Итак, семнадцатое января, ночь, исходящие вызовы.
22.05 – звонок Веронике. 00 минут 00 секунд.
Ника не взяла трубку. Узнаю малышку.
22.06 – звонок Иве. 2 минуты 36 секунд. Хм,
22.09 – отцу. 15 секунд. Чёрт знает что.
22.10 – звонок Тони. 53 секунды. Это до какой же кондиции надо было напиться, чтобы ей позвонить…
Я почувствовала, как к вискам приливает кровь.
Тони не солгала.
Глава третья
Когда-то наша семья была очень дружной. Но те времена остались далеко-далеко в прошлом – в том прекрасном прошлом, когда мама была жива. Я помню её высокой, статной, светловолосой и постоянно красующейся перед зеркалом. Она умерла шестнадцать лет назад, двадцать седьмого апреля 2003 года. Я была совсем маленькой, но до конца жизни не смогу забыть страшные крики родителей, доносившиеся из отцовского кабинета.

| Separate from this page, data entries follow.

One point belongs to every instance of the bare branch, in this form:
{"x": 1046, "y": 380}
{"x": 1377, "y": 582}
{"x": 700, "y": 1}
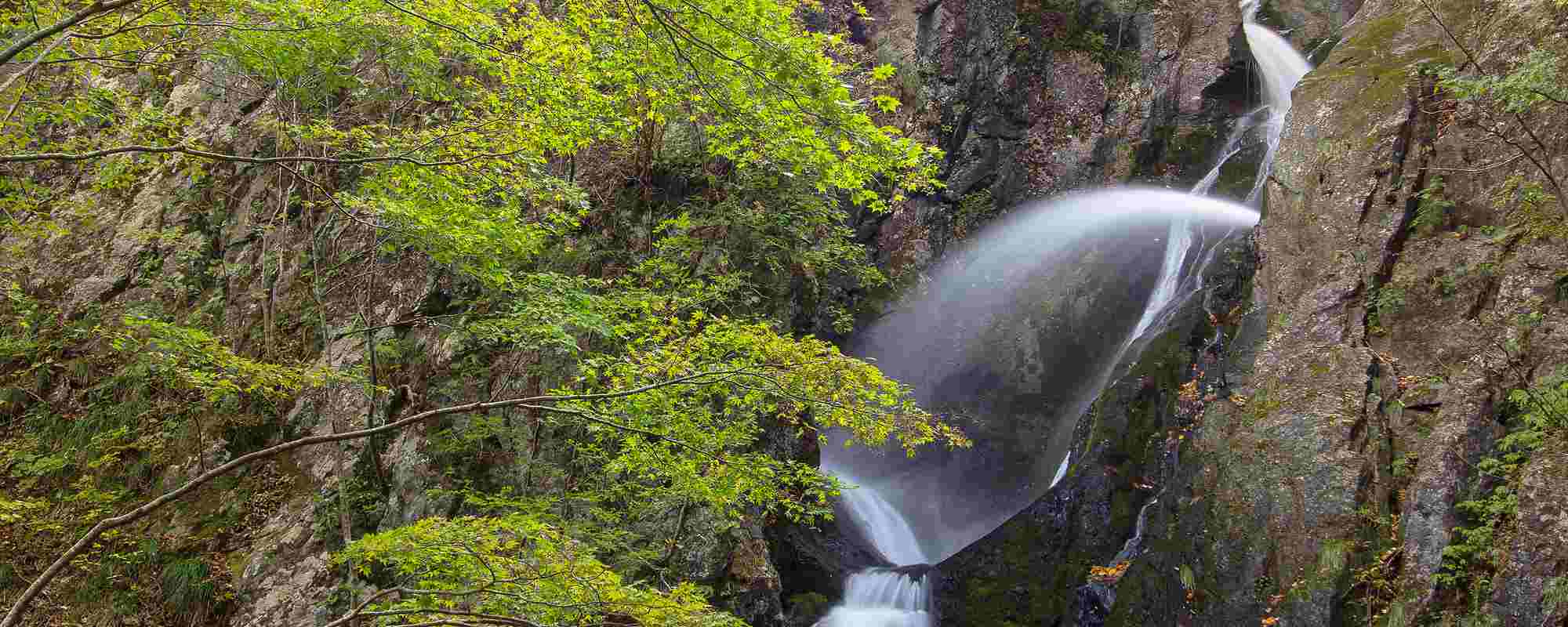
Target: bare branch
{"x": 242, "y": 159}
{"x": 96, "y": 9}
{"x": 23, "y": 603}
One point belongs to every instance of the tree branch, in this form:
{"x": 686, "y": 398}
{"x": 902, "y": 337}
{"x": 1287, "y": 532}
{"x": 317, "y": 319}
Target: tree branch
{"x": 96, "y": 9}
{"x": 23, "y": 603}
{"x": 241, "y": 159}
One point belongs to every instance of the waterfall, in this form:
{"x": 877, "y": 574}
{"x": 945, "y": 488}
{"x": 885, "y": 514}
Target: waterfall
{"x": 1280, "y": 68}
{"x": 880, "y": 596}
{"x": 934, "y": 513}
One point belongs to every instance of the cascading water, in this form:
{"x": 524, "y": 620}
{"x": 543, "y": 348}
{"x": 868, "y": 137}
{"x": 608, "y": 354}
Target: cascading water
{"x": 934, "y": 513}
{"x": 880, "y": 596}
{"x": 1280, "y": 68}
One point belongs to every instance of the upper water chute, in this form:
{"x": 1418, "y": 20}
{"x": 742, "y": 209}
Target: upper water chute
{"x": 1015, "y": 336}
{"x": 1280, "y": 67}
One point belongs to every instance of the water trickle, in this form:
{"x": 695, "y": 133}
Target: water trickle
{"x": 1280, "y": 68}
{"x": 884, "y": 598}
{"x": 921, "y": 515}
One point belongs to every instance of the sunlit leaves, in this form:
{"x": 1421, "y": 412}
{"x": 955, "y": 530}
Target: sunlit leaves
{"x": 198, "y": 361}
{"x": 515, "y": 567}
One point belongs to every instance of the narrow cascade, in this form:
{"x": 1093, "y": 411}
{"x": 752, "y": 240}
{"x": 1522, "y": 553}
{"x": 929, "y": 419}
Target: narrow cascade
{"x": 1280, "y": 68}
{"x": 880, "y": 596}
{"x": 942, "y": 341}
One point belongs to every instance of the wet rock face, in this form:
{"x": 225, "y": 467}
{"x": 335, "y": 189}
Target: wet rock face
{"x": 1127, "y": 454}
{"x": 1370, "y": 379}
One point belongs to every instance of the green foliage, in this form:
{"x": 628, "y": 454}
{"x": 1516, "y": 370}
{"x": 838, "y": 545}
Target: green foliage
{"x": 189, "y": 587}
{"x": 1385, "y": 300}
{"x": 1531, "y": 84}
{"x": 520, "y": 151}
{"x": 1473, "y": 557}
{"x": 1530, "y": 209}
{"x": 1434, "y": 209}
{"x": 514, "y": 567}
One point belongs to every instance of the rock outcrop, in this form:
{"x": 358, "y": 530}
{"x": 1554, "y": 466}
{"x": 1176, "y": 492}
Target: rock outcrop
{"x": 1363, "y": 386}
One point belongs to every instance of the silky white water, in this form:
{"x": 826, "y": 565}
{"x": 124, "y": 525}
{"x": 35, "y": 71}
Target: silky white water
{"x": 882, "y": 598}
{"x": 1280, "y": 68}
{"x": 921, "y": 516}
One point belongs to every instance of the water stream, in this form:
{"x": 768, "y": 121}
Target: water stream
{"x": 918, "y": 516}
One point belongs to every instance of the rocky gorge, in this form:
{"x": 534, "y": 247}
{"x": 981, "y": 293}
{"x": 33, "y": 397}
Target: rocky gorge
{"x": 1294, "y": 449}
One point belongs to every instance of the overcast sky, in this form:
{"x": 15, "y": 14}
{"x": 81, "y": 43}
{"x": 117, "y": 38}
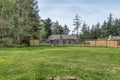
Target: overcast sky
{"x": 90, "y": 11}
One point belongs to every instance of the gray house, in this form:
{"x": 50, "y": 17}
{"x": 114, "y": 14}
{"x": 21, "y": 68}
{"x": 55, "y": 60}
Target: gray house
{"x": 62, "y": 39}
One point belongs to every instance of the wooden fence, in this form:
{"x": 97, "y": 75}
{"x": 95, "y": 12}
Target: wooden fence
{"x": 107, "y": 43}
{"x": 34, "y": 42}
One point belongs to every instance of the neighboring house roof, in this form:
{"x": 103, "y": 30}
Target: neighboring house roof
{"x": 57, "y": 37}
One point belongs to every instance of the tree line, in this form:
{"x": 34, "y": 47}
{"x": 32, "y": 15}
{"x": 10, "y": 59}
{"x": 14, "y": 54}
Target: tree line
{"x": 20, "y": 22}
{"x": 99, "y": 31}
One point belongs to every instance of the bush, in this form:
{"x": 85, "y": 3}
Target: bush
{"x": 7, "y": 42}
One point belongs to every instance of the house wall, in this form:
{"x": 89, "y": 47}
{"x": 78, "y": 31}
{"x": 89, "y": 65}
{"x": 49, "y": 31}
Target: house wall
{"x": 108, "y": 43}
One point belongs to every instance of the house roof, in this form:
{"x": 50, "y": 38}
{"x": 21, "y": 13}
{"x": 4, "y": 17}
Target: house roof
{"x": 57, "y": 37}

Мы, девочки, сгрудились за неплотно прикрытой дверью – помню, как прилипла к узкой щели рослая и хрупкая семнадцатилетняя Тони. С какими безумными глазами теребила золотистые косички восьмилетняя Ива. Как носилась и верещала крошечная Ника, путаясь у всех под ногами. И как чуть поодаль, держа за руку няню Раису Тимофеевну, безмолвно застыла я. Внезапно раздался жуткий грохот, а потом всё вдруг стихло и по-звериному завыл отец…
Ворвавшись в кабинет, мы увидели леденящую кровь картину – мама лежала на полу бездыханная. Она упала, ударившись головой о край стола, и умерла мгновенно.
С того дня в доме поселилась невидимая боль. Тихая и беспощадная, она просочилась во взгляд отца и грызла его душу, жадно, сочно и беспрерывно. Потом боль ушла, уступив место гнетущей тоске. А ещё позже тоска сменилась холодным безразличием к нам, детям. Равнодушной стеклянной пустотой.
Отец едва не угодил в тюрьму, но доказать его вину не удалось. Скорее всего, он и не был виноват – мама оступилась сама, поскользнувшись на какой-то Никиной игрушке… Ужасно.
Долгих двенадцать лет отец прожил вдовцом, выбираясь из этой боли и тоски, окунувшись в работу и интенсивно занимаясь карьерой. А четыре года назад, став уже известным на всю страну пластическим хирургом, неожиданно обзавёлся новой женой Яной, довольно молодой, довольно стройной, в меру симпатичной и исключительно жадной, ибо, по моему мнению, только жадность может заставить женщину выйти замуж за человека с таким тяжёлым характером и настолько старше себя. Впрочем, избирательное зрение отца замечало только первые три качества молодой супруги.
В течение двенадцати лет его вдовства мы, дети, получали всё что душе угодно, кроме отцовской любви. Он обладал приличным состоянием, доставшимся от родителей (к сожалению, дедушка и бабушка утонули в ненастный день на яхте, когда я ещё даже не родилась), но мы росли как сорная трава. После трагической гибели нашей матери отец потерял к нам всякий интерес, переложив заботы о нас на няню Раису Тимофеевну. Казалось бы, в такой ситуации мы, девочки, должны были крепко сдружиться, однако для этого мы были слишком разными – и по возрасту, и по интересам. Чем дальше, тем сильнее проявлялась наша разрозненность и разобщённость. Мы могли неделями не видеть друг друга, живя в одном особняке.